Hilfe bei Gewalt gegen Frauen

Anfrage der Fraktion DIE LINKE.Düsseldorf zur Sitzung des Gleichstellungsausschusses am 22. Januar 2019:

Gewalt gegen Frauen und Mädchen nimmt ständig zu. Laut dem zuständigen NRW-Ministerium nahm die Anzahl der Strafanzeigen im Rahmen der Häuslichen Gewalt im Zeitraum von 2007 bis 2016 um 38,3 % zu. Die Dunkelziffer liegt um einiges höher.

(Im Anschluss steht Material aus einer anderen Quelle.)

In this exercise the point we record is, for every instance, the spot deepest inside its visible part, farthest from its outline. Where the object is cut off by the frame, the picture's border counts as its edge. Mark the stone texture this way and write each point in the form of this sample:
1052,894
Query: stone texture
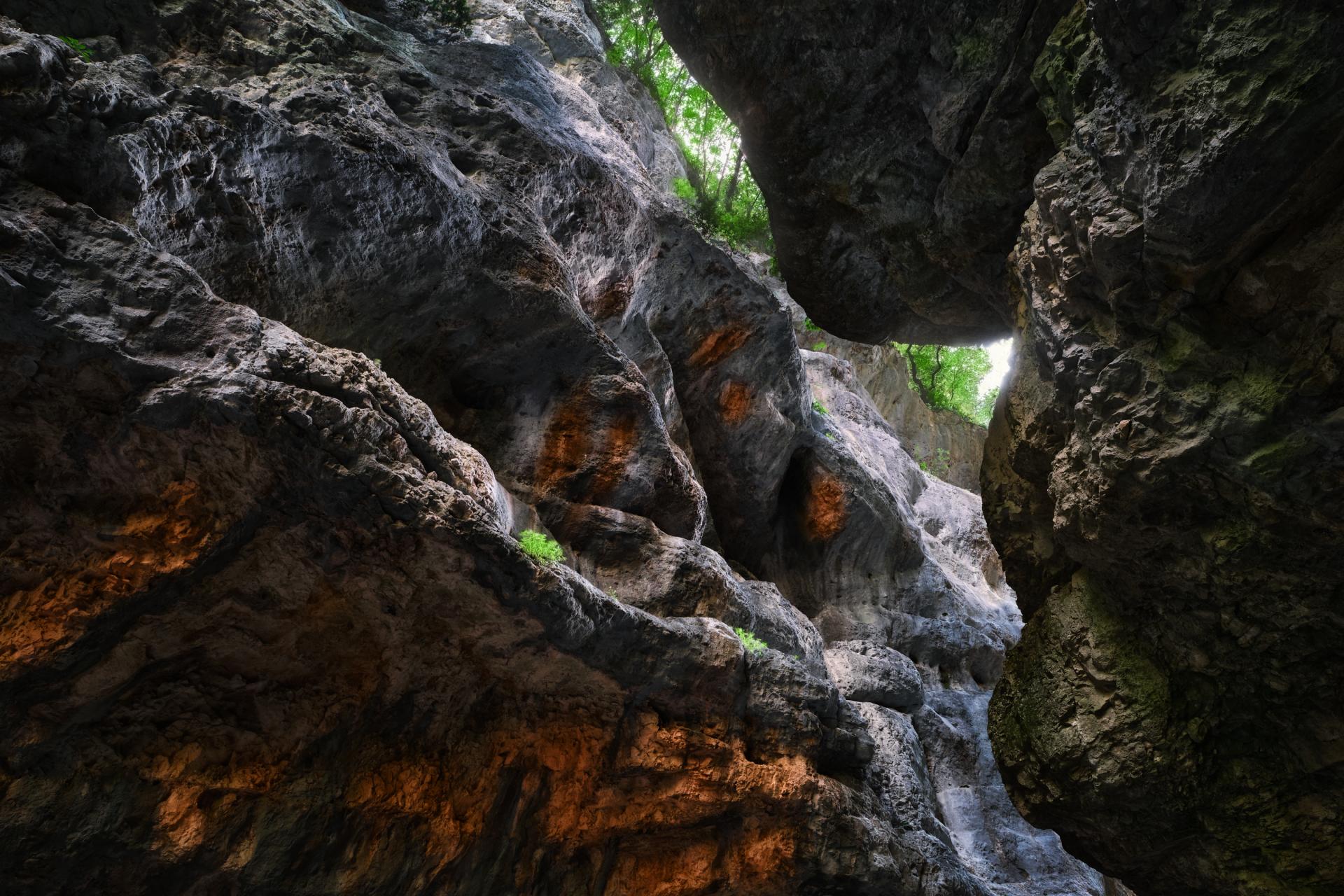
267,626
1163,476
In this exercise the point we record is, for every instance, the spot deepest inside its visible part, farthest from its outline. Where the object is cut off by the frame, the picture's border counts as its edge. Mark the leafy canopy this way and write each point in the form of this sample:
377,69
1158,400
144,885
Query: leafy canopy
949,378
720,187
454,14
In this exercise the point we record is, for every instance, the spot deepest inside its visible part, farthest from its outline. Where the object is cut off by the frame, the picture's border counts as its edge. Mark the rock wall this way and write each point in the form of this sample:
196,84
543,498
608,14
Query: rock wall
308,311
942,442
1163,476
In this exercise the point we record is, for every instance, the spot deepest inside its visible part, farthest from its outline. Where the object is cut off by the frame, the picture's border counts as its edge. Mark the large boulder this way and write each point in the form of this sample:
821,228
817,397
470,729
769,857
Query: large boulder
1163,477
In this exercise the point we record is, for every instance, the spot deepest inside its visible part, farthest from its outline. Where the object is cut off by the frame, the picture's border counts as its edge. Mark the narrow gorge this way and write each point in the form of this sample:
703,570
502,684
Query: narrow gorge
407,489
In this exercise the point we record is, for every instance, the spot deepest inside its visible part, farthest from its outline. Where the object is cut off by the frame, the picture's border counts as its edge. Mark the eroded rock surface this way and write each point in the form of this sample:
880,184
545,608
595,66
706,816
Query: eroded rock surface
894,143
1163,477
946,444
265,620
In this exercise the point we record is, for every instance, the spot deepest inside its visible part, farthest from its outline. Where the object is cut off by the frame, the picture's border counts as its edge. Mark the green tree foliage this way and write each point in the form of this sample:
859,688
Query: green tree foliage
540,547
720,188
949,378
78,48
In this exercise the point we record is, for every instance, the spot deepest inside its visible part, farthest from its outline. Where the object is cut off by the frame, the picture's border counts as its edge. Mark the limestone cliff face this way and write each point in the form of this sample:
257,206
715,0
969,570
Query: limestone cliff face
307,311
1164,473
941,441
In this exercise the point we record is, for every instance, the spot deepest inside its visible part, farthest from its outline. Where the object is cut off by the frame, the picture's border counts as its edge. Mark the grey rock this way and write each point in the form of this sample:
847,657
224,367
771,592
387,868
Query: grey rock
1161,479
270,629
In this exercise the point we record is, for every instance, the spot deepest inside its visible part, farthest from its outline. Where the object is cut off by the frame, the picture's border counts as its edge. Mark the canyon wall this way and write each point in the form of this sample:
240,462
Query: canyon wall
1151,195
309,309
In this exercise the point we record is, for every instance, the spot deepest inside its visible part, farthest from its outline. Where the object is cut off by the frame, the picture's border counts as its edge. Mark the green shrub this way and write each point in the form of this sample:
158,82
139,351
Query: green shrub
540,547
78,48
752,643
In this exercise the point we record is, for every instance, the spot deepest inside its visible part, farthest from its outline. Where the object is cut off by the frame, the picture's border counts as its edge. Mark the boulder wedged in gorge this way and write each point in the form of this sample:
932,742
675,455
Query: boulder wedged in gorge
1163,477
308,311
895,146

Frauen in akuten Bedrohungssituationen brauchen Schutzräume und ein funktionierendes Hilfesystem. Von großer Bedeutung ist dabei, dass alle von Gewalt betroffenen Frauen einen schnellen und unbürokratischen Zugang zu einem Frauenhaus erhalten. Dies ist in Düsseldorf leider nicht gewährleistet. Aus einer Anfrage der LINKEN geht hervor, dass allein im Jahr 2017 im „Internationalen Frauenhaus“ 138 Frauen und im Frauenhaus „Frauen helfen Frauen e.V.“ 122 Frauen abgelehnt wurden. Was mit den abgelehnten Frauen geschieht, ist ungewiss, da keine Nachverfolgungsmöglichkeiten oder Folgekontakte bestehen.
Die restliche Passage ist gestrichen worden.